To make way for the new growth that will start soon, cut ornamental grasses back to several inches high. The easiest way to cut them is with a chainsaw. To keep the stems from flying everywhere, wrap a length of duct tape around the entire plant or tie with twine before cutting. Also cut back woody shrubs that die back to the ground in our region, such as buddleia, caryopteris, and crape myrtle. Although you'll lose the spring crop, the easiest way to prune everbearing raspberries is by cutting all the stems back to the ground now.

Prepare Tools and Equipment

Of course, you probably did this last fall, but just in case you didn't... Tune up lawn mowers, string trimmers, tillers, or any other power equipment. If you don't do it yourself, get the items to a reputable service company as soon as possible to beat the inevitable spring rush. Check over all your other supplies to see what either needs some care or repair as well as what needs to be bought.

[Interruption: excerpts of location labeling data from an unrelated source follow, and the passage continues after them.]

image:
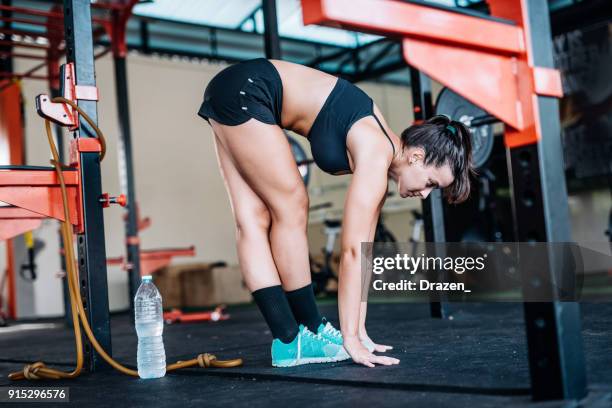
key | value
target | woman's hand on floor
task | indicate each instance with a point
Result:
(371, 346)
(361, 355)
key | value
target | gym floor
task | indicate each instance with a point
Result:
(476, 359)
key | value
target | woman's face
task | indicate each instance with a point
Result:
(417, 179)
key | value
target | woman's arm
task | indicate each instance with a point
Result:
(363, 334)
(366, 191)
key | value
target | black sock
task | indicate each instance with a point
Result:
(274, 306)
(304, 307)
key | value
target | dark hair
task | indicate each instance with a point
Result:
(445, 141)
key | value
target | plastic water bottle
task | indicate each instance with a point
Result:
(149, 327)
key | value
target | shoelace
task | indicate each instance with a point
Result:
(315, 336)
(332, 330)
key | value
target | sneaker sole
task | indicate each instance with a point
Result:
(302, 361)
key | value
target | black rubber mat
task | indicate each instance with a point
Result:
(477, 359)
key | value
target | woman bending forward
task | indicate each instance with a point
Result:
(248, 105)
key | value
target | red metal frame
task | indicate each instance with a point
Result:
(153, 260)
(113, 24)
(446, 45)
(176, 316)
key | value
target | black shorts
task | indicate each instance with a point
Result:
(249, 89)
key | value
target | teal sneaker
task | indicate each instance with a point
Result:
(326, 330)
(306, 348)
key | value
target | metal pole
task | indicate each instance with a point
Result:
(540, 204)
(433, 211)
(126, 173)
(91, 246)
(6, 63)
(271, 37)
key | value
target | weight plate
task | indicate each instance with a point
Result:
(300, 156)
(460, 109)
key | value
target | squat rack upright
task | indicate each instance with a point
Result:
(513, 45)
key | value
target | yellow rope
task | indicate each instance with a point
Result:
(39, 370)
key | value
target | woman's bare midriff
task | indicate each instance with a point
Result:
(304, 93)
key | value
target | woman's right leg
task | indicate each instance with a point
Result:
(253, 221)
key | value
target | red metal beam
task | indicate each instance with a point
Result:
(22, 44)
(26, 33)
(23, 21)
(414, 21)
(152, 260)
(21, 76)
(38, 191)
(5, 54)
(13, 228)
(485, 61)
(14, 213)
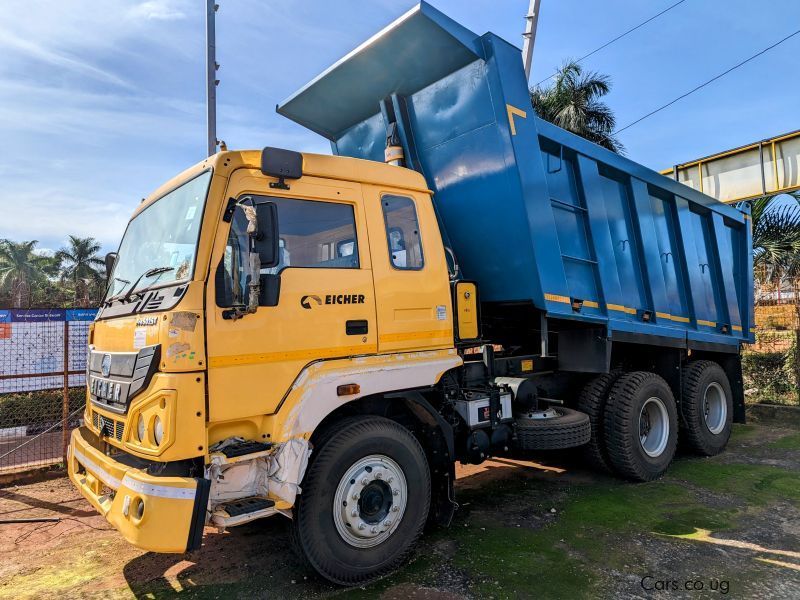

Figure Out Clematis Pruning

Clematis have rightly earned the moniker of "queen of the climbers" for the wide range of flower colors, shapes, and sizes. By choosing the right varieties you can have blooms from spring until fall. What can be complicated about clematis is knowing how to prune them. Clematis can be grouped into three types: early spring-flowering, which bloom on the previous season's growth and should be pruned lightly immediately after flowering; mid spring- to early summer-flowering types, which bloom on both previous and current season's growth so judicious pruning in early spring is required; and midsummer- to mid fall-flowering varieties, which bloom on the current season's growth and can be cut back severely late winter or early spring. For more information, visit http://www.rhs.org.uk/advice/profiles0201/clematis_pruning.asp

Consider Horticultural Oil

Variously called summer, dormant, or horticultural oil and sold under a variety of trade names, these products are among the safest insecticides to use and are effective for many soft-bodied insects, such as aphids, scale, and whiteflies. Although they can be applied at any time of year, one of the best times to use them is in late winter and early spring. Be sure to follow label directions and precautions. Besides the petroleum-based horticultural oils, there are now products from other sources, such as fish, sesame seed, neem seed, and rosemary, all of which are also effective.